近畿大学及び当社産の成魚は、この稚魚を一辺が7mか12mの正四角形、深さが4~5mの生簀網でさらに養成したものです。餌は稚魚のときと同様に人工配合飼料を与えます。

魚を天然の海で生簀を使用して育てていますといろいろな問題が起こります。この2~3年の養成期間には、台風が来たり、夏の高水温であったり、冬の低水温に見舞われたりといろいろな自然現象におびやかされます。このような場面でしばしば魚は病気にかかり易くなります。このようなときでも、できるだけ病気を引き起こさないよう魚のストレスを小さく保つように心掛けています。すなわち、一台の生簀網で飼育する魚の数を少なくして育てているのです。養成の場面では、抗生物質などの医薬品を使用しなくても済むような養殖を心掛けています。ただ、天然の海域で飼育しているため魚に寄生虫が付く場合があり、その時には駆除のために消毒剤を使用しています。しかしこの消毒剤は魚に残留するものではありません。

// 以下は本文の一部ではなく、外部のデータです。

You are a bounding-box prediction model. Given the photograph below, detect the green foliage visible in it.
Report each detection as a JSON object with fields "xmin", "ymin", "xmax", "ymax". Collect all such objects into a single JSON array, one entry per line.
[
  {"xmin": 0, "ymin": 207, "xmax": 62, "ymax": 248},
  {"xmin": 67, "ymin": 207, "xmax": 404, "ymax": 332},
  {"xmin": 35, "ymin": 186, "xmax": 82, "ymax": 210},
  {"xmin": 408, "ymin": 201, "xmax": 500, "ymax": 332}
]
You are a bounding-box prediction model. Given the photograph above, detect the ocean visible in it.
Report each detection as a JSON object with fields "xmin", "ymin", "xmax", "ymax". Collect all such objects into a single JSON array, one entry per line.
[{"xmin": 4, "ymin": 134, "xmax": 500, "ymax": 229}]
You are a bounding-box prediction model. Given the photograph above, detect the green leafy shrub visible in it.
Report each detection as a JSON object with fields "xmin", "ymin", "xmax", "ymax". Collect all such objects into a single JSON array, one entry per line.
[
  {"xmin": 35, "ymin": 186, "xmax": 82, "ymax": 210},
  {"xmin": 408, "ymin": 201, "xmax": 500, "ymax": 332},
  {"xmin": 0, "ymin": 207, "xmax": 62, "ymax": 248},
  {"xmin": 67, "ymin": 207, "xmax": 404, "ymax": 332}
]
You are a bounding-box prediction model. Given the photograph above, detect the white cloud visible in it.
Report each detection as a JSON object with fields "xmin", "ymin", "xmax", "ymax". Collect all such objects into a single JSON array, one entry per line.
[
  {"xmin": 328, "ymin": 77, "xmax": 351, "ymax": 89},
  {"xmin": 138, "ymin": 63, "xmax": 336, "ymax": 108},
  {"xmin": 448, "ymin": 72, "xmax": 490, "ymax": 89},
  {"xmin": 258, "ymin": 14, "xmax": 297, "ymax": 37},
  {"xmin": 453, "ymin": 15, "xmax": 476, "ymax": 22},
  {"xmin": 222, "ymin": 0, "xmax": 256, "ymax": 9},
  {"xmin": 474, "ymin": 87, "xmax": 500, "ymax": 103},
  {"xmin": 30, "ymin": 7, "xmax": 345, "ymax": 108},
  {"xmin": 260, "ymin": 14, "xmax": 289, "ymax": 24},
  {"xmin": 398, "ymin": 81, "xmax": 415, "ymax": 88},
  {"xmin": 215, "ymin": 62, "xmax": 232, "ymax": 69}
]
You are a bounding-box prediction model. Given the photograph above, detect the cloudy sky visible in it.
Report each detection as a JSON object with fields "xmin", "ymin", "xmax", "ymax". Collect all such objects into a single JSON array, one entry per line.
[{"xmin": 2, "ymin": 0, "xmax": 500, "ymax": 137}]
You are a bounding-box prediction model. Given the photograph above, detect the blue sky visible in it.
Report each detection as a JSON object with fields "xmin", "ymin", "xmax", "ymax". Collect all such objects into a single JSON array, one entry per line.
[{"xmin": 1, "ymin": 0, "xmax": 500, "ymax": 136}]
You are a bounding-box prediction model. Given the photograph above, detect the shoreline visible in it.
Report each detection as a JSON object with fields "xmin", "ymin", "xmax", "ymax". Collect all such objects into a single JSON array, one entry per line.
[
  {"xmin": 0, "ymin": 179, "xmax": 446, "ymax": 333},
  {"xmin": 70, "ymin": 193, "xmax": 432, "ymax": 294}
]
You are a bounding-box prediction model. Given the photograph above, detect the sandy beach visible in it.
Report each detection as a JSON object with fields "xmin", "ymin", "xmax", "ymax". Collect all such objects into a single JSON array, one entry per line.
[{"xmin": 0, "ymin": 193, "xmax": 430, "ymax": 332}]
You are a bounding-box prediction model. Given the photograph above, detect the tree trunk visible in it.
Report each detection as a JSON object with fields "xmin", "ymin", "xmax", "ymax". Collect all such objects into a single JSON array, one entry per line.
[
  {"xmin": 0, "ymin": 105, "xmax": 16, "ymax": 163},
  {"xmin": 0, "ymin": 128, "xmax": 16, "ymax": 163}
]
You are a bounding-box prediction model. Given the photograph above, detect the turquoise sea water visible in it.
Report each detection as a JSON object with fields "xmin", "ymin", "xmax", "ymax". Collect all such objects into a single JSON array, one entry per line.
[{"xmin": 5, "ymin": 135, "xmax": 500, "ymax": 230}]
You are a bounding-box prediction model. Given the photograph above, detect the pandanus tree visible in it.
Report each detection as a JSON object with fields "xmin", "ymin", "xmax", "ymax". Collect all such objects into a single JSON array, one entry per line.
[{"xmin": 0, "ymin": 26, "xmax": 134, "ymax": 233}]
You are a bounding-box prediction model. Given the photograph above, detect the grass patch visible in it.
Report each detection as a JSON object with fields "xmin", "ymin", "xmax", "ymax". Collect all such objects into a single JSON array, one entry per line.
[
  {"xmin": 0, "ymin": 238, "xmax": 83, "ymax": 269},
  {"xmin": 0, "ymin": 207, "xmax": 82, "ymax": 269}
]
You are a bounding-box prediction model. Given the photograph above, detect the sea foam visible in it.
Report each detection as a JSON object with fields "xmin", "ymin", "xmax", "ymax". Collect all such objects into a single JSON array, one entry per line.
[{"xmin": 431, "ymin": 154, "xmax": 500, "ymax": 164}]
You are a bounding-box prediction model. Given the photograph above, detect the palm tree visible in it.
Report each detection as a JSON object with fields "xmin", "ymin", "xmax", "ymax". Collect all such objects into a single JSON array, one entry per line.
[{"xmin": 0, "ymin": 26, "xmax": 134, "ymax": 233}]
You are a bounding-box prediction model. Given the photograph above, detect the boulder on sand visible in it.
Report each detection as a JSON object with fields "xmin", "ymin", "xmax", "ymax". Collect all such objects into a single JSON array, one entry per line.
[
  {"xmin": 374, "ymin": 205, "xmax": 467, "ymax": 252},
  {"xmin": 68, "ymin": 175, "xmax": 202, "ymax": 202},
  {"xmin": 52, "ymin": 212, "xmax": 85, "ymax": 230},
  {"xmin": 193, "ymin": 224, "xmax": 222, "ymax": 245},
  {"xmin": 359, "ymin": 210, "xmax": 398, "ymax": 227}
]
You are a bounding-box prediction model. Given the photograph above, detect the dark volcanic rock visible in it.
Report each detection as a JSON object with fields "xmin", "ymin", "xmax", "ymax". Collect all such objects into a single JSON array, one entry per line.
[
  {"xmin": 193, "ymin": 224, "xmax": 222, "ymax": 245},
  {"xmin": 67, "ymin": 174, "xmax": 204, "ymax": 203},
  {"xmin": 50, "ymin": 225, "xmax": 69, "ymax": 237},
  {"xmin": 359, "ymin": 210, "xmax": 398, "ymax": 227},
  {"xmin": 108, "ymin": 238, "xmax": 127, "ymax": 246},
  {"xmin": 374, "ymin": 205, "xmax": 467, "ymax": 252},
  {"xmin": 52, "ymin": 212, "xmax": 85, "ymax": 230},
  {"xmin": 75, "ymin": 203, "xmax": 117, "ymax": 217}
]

魚たちが出荷サイズに成長してきたら、最終仕上げとしてもっと美味しくなるように特別メニューの餌を与えて、体調を整えて出荷に備えます。

卵のときから最終の出荷に至るまで、すべての期間の飼育情報を記録・保管して、消費者の方々からのお問い合わせにもすぐに対応できるよう努めています。